Mais do que os meios de comunicação social selecionarem sobretudo notícias
negativas, chegámos a um ponto em que não há paz.
Não há um dia sem notícias
más, dramáticas, com mortos e não só.
Agora foi Orlando. Anteontem Christina Grimmie foi assassinada.
Foram os atentados de Bruxelas, Paris, Ancara, Paquistão. Só para referir os mais recentes e
falados, porque depois há o mundo de que poucos falam.

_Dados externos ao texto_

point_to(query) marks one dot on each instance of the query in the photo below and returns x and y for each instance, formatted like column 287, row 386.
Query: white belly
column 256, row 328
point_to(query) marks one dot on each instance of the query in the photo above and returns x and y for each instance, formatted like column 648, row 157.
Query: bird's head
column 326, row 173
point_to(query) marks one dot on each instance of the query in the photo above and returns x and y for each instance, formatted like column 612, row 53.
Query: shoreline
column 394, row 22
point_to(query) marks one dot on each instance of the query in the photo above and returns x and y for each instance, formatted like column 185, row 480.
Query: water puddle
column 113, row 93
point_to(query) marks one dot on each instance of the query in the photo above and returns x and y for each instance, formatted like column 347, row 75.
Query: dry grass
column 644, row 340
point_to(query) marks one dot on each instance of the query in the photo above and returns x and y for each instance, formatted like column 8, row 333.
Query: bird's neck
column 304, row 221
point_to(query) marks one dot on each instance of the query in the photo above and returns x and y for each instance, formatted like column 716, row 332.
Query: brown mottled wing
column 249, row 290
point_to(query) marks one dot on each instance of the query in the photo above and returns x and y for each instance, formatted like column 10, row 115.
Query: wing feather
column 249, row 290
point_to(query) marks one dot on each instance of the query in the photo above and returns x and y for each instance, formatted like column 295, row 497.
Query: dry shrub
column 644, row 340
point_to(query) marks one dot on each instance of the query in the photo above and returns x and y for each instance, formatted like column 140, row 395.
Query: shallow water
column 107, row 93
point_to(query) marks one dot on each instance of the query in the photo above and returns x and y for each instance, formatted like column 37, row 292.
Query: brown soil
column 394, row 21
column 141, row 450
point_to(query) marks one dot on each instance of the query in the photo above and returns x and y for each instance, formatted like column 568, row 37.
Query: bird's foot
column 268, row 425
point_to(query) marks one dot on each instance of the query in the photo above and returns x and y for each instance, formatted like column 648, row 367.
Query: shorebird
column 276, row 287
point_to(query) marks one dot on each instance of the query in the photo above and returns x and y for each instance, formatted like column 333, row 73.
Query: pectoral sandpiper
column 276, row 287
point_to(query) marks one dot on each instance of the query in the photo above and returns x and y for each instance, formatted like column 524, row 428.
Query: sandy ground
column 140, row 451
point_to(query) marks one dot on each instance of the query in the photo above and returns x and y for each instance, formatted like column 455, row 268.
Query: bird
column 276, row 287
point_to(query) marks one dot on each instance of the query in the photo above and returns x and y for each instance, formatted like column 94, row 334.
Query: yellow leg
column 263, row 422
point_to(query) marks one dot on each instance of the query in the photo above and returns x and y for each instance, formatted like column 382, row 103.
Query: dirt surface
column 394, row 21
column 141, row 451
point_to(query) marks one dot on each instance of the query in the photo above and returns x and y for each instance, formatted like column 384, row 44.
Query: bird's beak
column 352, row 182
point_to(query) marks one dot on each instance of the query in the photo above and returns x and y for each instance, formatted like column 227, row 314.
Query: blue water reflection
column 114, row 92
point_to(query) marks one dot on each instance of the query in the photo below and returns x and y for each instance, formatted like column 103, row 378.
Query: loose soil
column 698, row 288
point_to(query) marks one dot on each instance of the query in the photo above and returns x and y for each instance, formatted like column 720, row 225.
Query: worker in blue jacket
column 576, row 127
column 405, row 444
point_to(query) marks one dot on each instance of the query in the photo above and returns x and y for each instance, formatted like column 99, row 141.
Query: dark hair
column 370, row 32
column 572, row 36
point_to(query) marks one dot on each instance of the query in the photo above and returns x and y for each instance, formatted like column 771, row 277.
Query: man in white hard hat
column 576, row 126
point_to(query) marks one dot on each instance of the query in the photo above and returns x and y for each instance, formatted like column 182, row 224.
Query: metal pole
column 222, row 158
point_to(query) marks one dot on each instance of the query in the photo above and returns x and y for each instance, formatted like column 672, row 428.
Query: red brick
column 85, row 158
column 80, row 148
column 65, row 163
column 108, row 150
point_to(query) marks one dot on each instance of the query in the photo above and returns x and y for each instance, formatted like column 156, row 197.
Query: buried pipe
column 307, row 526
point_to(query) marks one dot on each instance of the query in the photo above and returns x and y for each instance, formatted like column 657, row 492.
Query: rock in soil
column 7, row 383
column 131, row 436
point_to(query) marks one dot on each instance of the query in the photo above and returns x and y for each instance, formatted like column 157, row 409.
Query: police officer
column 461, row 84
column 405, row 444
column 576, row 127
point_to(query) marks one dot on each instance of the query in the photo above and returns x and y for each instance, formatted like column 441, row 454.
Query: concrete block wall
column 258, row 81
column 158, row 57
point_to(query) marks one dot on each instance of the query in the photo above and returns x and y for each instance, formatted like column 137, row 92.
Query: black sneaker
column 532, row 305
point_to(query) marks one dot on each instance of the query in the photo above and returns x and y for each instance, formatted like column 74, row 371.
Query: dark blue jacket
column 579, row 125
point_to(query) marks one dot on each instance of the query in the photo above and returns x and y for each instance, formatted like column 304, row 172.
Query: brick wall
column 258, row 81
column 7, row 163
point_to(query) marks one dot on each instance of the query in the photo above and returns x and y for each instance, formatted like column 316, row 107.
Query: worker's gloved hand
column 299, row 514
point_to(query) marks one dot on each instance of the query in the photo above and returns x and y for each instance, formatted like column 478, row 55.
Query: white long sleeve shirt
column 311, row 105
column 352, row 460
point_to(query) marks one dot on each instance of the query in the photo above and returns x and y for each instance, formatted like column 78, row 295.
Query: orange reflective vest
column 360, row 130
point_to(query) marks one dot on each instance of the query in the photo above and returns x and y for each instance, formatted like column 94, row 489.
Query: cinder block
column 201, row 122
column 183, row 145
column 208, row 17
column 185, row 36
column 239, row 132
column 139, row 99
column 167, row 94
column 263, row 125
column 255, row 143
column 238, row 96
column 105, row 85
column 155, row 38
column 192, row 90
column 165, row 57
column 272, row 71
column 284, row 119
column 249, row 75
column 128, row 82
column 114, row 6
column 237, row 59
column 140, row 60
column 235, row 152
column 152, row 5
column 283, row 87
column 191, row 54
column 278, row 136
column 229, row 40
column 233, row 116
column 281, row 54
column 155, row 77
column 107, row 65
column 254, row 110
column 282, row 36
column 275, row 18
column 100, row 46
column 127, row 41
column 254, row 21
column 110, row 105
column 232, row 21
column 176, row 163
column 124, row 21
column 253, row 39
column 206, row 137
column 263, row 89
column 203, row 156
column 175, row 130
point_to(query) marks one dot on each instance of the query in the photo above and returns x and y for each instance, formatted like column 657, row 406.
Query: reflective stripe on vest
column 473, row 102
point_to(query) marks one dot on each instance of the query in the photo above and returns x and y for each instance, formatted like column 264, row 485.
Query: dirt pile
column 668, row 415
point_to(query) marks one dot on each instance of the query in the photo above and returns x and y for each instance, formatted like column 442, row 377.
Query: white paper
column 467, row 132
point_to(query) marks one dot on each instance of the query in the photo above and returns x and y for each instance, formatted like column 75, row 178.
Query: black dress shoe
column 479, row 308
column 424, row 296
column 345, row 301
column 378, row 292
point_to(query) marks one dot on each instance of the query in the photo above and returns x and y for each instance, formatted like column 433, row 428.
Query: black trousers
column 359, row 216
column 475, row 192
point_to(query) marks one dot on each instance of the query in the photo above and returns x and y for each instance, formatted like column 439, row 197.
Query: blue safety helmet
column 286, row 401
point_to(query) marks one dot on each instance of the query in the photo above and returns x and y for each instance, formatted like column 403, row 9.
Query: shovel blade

Há também a violência com as palavras; a violência de ver
alguém mal e não fazer nada; a violência sem armas. Mas agora estou a falar da
violência que mata e fere numa fase em que se pensa em dinheiro e ponto. Para o
conseguir, vale tudo?
Está na hora de deixar os interesses de lado e de dar
apertos de mão. Não sei onde isto vai parar mas o receio anda no ar. Paris, o
caso que melhor conheço, ainda tem receio de sair à rua, tem a vigilância
apertada, os cidadãos não deixaram de fazer as suas vidas mas lembram-se do que
se passou.
Não se faz nada para travar esta falta de paz mundial?!